Und genau das ist es, was sich Coworking Space Betreiber:innen und Unternehmer:innen von erfolgreichen Wiener Kaffeehäusern abschauen sollten: Es sind die besonderen Typen (w/m/d), es sind herausragende Persönlichkeiten unter den Coworker:innen, die andere anziehen, die andere inspirieren, sie begeistern, einnehmen und unterhalten.
Sie zu gewinnen, dafür lohnt es sich Zeit und Geld einzusetzen. Der „Return on Investment“ besteht in der Gewinnung vieler anderer Menschen, die ihre Zeit, ihr Geld und ihre Energie gerne einzusetzen, um vom heimischen (ab und an wohligen) Schreibtisch (immer wieder) ins Büro zu kommen oder im Coworking Space zu arbeiten.
Glauben Sie nicht? Dann lassen Sie mich diese Behauptung begründen.

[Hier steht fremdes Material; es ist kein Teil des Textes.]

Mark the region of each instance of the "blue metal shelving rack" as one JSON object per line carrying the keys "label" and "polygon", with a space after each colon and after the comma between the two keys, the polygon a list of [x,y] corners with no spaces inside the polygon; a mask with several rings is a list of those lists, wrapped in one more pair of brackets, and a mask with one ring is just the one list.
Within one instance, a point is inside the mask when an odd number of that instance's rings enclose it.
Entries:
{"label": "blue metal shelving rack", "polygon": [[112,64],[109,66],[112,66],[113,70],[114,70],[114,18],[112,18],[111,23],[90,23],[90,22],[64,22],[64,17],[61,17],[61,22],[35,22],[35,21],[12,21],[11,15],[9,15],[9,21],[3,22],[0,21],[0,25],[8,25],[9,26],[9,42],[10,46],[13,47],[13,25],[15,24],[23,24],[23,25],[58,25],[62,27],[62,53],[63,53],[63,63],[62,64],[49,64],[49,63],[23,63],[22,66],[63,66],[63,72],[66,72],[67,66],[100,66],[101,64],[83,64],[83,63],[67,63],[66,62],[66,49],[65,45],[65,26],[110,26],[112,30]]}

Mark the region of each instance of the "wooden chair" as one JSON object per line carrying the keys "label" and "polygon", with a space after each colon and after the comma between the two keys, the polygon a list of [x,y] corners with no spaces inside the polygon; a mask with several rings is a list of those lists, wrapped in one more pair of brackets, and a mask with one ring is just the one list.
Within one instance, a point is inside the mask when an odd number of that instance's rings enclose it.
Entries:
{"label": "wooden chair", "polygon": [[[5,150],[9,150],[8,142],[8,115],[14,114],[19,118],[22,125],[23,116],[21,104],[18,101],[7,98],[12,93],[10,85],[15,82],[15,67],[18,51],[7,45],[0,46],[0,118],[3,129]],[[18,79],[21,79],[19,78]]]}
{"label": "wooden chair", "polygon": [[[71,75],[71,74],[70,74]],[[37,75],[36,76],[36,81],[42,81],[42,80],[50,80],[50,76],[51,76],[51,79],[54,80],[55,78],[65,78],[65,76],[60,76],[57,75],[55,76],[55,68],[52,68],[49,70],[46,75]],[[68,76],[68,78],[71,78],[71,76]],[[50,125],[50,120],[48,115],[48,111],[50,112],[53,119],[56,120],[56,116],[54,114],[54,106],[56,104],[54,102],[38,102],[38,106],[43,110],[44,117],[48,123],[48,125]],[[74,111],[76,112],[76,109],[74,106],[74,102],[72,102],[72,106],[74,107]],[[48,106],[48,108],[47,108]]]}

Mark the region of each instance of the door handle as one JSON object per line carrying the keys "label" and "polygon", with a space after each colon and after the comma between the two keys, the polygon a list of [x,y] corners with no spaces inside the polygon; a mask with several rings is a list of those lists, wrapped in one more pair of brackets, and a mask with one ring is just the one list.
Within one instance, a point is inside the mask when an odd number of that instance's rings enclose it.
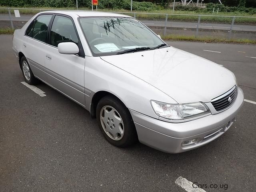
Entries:
{"label": "door handle", "polygon": [[51,57],[51,56],[50,55],[46,55],[46,58],[47,59],[52,60],[52,58]]}

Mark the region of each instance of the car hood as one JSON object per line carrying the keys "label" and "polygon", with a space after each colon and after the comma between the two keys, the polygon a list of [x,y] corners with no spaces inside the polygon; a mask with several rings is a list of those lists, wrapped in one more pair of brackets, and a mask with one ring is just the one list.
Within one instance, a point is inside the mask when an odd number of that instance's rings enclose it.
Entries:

In der Besuchsmotivation vereint:
Coworking Spaces, Büros & Wiener Kaffeehäuser
In unseren Büros und Coworking Spaces geschieht die Vernetzung und der (informelle) Austausch mit anderen Menschen selten direkt am Schreibtisch und noch seltener in virtuellen Räumen. Das Kennenlernen neuer Leute, der (informelle) Austausch und das sich gegenseitig Inspirieren findet in angenehmer Atmosphäre statt. Ein gemütlich hergerichteter Lounge-Bereiche mit Café, eine offen gestaltete (Bar-/Treffpunkt-)Küche, das sind Orte, die lockere, informelle Gespräche fördern.
Dieser Austausch mit Kolleg:innen ist eines der zentrale Motive, um sich mit anderen an einem reellen Ort zu treffen. Es sind im Besonderen andere Menschen und die Gespräche mit ihnen, die uns immer wieder motivieren ins Büro zu gehen oder in einem Coworking-Space zu arbeiten.

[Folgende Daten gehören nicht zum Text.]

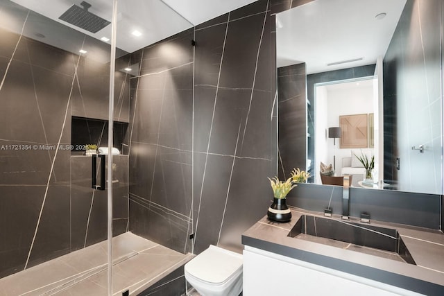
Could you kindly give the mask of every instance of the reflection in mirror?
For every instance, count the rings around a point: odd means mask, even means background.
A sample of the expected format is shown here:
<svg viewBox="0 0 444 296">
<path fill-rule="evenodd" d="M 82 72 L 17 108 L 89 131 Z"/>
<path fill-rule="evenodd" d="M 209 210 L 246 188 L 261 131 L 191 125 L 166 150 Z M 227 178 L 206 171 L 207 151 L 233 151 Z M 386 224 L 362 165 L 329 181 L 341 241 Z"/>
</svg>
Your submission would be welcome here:
<svg viewBox="0 0 444 296">
<path fill-rule="evenodd" d="M 305 168 L 321 184 L 322 162 L 357 187 L 441 193 L 438 2 L 316 0 L 276 15 L 282 177 Z M 375 157 L 372 182 L 355 155 Z"/>
</svg>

Auch das sprichwörtliche „sehen und gesehen werden“ treibt uns hin zu Orten, an denen wir Kolleg:innen (Co-Worker:innen) treffen. Die persönlichen Präsenz fördert die eigene Bekanntheit, baut emotionale Nähe auf und festigt Beziehungen. Persönliche Präsenz ist eine der wichtigsten Voraussetzungen, um berufliche (Karriere-)Ziele zu erreichen und spannende Projekte zu bekommen.
Und da haben wir sie, die versprochenen Gemeinsamkeiten zwischen Büros, Spaces und Kaffeehäusern: Andere Menschen, Gespräche in netter Atmosphäre und das „sehen und gesehen werden“ sind wesentlichen Gründe seinen Kaffee nicht zu Hause zu genießen.
Im Geiste vereint!
Was moderne Büros im Allgemeinen und Coworking Spaces im Speziellen mit den Wiener Kaffeehäusern in deren Blütezeit ebenfalls verbindet, das sind deren Werte:
- gelebte Offenheit
- größtmögliche Freiwilligkeit
- leichte Zugänglichkeit und
- gepflegte Gemeinschaft.
Milena Wälder kommt in ihrer Studienarbeit zum Thema: Kaffeehaus vs. Coffee House – Ein Vergleich zwischen dem Wiener Kaffeehaus und der Coffee House Kette Starbucks denn auch zu diesem beeindruckenden Fazit:
Die Wiener Kaffeehäuser der Jahre 1890 bis zum 2. Weltkrieg entsprechen weit mehr heutigen Coworking Spaces als das für Kaffeehausketten wie Starbucks & Co gilt.
Jetzt aber los: Kommen Sie mit auf die versprochene, kurze Zeitreise in die Geschichte Wiener Kaffeehäuser.
Wiener Kaffeehäuser: Alleinsein in inspirierender Gemeinschaft!
Die Blütezeit Wiener Kaffeehäuser lang im Zeitraum 1890 bis 1940.
Wiener Kaffeehäuser waren in dieser Zeit zentrale Orte der Begegnung, an denen sowohl das „Alleinsein in Gemeinschaft“ als auch die Kommunikation und der Austausch untereinander möglich waren. Nur Wiener Kaffeehäuser boten in jener Zeit diese besondere Atmosphäre, die das Alleinsein und das Erlebnis von Gemeinschaft zugleich möglich machte.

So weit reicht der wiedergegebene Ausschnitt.